The diagnosis becomes quite evident by the characteristic features of the muscle contractions of one side of the face, commonly beginning around the eye and/or one corner of the mouth. "Thin Slice" MRI and MRA are imperative first steps in the investigation of this condition (just as with Trigeminal Neuralgia and Glossopharyngeal Neuralgia.)


The treatment of Hemifacial Spasm includes a similar operation to the Microvascular Decompression (MVD) procedure described for Trigeminal Neuralgia and Glossopharyngeal Neuralgia. The Facial (or 7th cranial) Nerve is located approximately one half inch below the Trigeminal (Fifth Cranial) Nerve. The MVD operation is conducted through a small "Key-hole" skull opening in a similar location as described for Trigeminal Neuralgia. In Hemifacial Spasm the ideal treatment results in the relief of the muscle spasm without resorting to destructive operations which produce paralysis of the facial muscles on the one side affected. Unfortunately, medical treatment (usually with Tegretol, Dilantin or any other anticonvulsant drug) is very much less effective in Hemifacial Spasm than in Trigeminal Neuralgia.
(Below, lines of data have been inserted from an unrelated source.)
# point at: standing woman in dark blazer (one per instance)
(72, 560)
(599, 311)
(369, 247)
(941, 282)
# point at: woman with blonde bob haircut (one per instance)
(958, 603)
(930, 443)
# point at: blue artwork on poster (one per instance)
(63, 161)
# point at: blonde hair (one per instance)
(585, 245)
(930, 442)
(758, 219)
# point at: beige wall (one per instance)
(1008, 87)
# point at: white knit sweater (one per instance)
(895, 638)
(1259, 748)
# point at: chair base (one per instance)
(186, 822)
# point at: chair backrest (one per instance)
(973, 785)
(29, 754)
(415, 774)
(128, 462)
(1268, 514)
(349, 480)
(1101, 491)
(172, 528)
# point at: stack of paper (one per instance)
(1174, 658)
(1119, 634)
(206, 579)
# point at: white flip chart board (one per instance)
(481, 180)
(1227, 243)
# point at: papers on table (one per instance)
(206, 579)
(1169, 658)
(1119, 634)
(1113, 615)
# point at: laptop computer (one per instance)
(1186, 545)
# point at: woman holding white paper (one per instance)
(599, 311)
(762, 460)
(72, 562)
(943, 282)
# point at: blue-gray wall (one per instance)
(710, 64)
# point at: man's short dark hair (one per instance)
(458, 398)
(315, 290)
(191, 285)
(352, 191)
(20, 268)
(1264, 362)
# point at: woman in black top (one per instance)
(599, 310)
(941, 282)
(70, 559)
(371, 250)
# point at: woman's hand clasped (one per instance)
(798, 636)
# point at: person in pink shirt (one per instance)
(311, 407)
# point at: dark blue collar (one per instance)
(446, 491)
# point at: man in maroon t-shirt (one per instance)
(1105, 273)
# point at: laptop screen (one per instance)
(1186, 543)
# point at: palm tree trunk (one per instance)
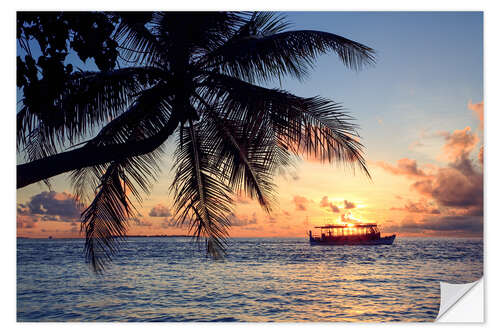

The intent of the MVD procedure is to PRESERVE MOTOR FUNCTION to the face while RELIEVING MUSCLE SPASM.

Figure 1: Operative Photo for Right Hemifacial Spasm

The 7th cranial nerve is compressed by a collection of arteries (Arrow) at its junction with the Brainstem.

Figure 2: Operative Photo (same patient) The 7th Cranial Nerve has been "decompressed" by transposing the offending arteries away from the nerve and interposing several Ivalon (permanent) sponges (Arrow) to protect the nerve.

This young lady's symptoms were immediately and completely relieved.

Comprehensive Review

A comprehensive review of the entire subject of Trigeminal Neuralgia and these therapeutic alternatives is available on this website.

Video Files: The reader is also invited to review our video files on MVD Procedures.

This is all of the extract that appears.